The town had several churches and a few small primary schools. Dickson was not the county seat, but it did have a brand new courthouse that had just been built. There were also several hotels that gave travelers a place to stay.

By this time, the railroad had been completed from Nashville to Memphis, which meant that everything traveling between these two cities had to go through Dickson.

Because of the railroad, Main Street had become a vibrant marketplace that offered just about anything you could imagine. There were several general stores that sold basic merchandise and there were also other shops that specialized in specific goods. You could get food from the grocery store and supplies for the farm from the hardware store. There were clothing and shoe stores, a furniture store and even a jewelry store.

There were several doctors' offices and at least one drug store. In addition to the mayor being a doctor, one of the town aldermen, E.W. Ridings also had a doctor's office on Main Street.

Besides the railroad, the factories had the best paying jobs. There was a brick company and a lumber yard, but the Leathers Company had the biggest and best factory in town.

J.B. Leathers started his woodworking company in Pennsylvania around 1879. They specialized in creating wooden handles for tools. They also created other wood products such as wood floors. J.B’s son, A.H. Leathers inherited the business and decided to expand and create a second factory in Tennessee around the turn of the century, due to the abundance of timber in the area. He chose Dickson as the place he wanted to establish his new business. After a fire destroyed the original factory in Pennsylvania, A.H. Leathers moved his entire operation to Tennessee. From Dickson, the Leathers Company shipped out goods all over the country.
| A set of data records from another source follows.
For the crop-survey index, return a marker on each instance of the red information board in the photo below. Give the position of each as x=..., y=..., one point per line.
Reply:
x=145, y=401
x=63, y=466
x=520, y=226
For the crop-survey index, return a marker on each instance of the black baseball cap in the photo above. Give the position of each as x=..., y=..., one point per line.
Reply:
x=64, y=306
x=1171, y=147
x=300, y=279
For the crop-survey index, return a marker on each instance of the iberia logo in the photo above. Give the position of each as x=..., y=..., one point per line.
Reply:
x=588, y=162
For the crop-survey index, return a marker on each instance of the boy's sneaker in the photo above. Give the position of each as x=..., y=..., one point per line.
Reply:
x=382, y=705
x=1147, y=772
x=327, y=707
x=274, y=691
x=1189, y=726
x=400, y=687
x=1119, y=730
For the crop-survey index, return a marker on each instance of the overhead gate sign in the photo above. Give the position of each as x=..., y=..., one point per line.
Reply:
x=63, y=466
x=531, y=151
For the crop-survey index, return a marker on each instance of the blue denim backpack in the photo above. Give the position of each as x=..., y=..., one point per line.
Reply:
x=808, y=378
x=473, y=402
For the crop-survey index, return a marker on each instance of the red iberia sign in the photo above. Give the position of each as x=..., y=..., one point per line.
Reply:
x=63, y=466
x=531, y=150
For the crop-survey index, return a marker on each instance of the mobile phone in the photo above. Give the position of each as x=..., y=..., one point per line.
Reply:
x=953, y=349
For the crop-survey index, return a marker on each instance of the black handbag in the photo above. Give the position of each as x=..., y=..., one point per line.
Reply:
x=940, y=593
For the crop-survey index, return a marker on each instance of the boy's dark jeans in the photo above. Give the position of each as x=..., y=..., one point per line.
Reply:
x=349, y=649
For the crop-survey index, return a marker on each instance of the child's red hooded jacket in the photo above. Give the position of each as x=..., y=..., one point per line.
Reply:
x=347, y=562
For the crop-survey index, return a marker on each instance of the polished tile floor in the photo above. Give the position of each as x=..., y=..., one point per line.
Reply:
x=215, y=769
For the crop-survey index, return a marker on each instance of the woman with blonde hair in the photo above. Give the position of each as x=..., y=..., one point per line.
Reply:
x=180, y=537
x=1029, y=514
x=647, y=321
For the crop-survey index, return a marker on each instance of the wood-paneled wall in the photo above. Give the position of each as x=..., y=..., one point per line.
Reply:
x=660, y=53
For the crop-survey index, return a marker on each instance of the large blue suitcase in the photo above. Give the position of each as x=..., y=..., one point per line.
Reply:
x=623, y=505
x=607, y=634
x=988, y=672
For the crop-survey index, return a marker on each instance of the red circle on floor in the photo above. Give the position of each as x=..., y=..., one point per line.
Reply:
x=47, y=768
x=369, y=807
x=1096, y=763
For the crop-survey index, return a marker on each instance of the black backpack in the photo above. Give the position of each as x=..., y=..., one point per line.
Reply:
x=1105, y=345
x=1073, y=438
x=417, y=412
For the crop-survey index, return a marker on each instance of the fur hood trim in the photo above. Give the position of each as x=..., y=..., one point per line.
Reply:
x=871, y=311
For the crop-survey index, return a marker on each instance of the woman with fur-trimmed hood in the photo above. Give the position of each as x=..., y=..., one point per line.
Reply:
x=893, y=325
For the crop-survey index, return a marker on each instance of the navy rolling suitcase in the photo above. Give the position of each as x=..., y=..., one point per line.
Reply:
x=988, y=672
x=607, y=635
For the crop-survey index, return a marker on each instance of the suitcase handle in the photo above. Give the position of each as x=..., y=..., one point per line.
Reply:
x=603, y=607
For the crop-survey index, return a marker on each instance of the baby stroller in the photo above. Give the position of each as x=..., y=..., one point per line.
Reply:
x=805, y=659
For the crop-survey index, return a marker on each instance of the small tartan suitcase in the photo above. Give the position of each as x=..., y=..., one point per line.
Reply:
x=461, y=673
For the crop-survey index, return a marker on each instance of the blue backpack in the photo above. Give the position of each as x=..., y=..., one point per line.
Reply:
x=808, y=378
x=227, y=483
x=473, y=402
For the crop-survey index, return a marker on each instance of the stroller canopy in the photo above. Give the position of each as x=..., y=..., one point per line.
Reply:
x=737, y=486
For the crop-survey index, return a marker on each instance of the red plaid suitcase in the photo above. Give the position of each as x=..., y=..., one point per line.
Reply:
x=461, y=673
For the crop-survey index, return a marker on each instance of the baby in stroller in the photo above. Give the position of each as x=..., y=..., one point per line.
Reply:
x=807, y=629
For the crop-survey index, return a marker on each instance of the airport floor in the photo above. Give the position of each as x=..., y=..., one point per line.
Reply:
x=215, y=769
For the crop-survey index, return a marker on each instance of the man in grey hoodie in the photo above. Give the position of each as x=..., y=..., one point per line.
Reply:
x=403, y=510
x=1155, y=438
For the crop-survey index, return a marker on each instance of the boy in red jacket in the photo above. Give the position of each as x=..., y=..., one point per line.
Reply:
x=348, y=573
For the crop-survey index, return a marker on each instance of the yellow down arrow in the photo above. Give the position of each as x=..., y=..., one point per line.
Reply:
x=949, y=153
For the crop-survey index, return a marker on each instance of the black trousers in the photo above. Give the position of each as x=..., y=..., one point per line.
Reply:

Within a few years, Dickson became the first town in the area, outside of Nashville, to have water, electricity, and telephone services available to its citizens. Dickson was growing at a fast pace and it seemed like nothing could stop it. But unfortunately, it would be another fire that would slow the town's growth.

On November 24, 1905 the town of Dickson experienced the worst disaster in the history of the town. A fire started in a candy kitchen and spread throughout the business district devastating the same area that had been destroyed in 1893. But just like every fire Dickson has experienced, the town rebounded and rebuilt quickly. It seemed as if nothing could keep this town down. No matter what happened to Dickson in its early days, it always came back stronger.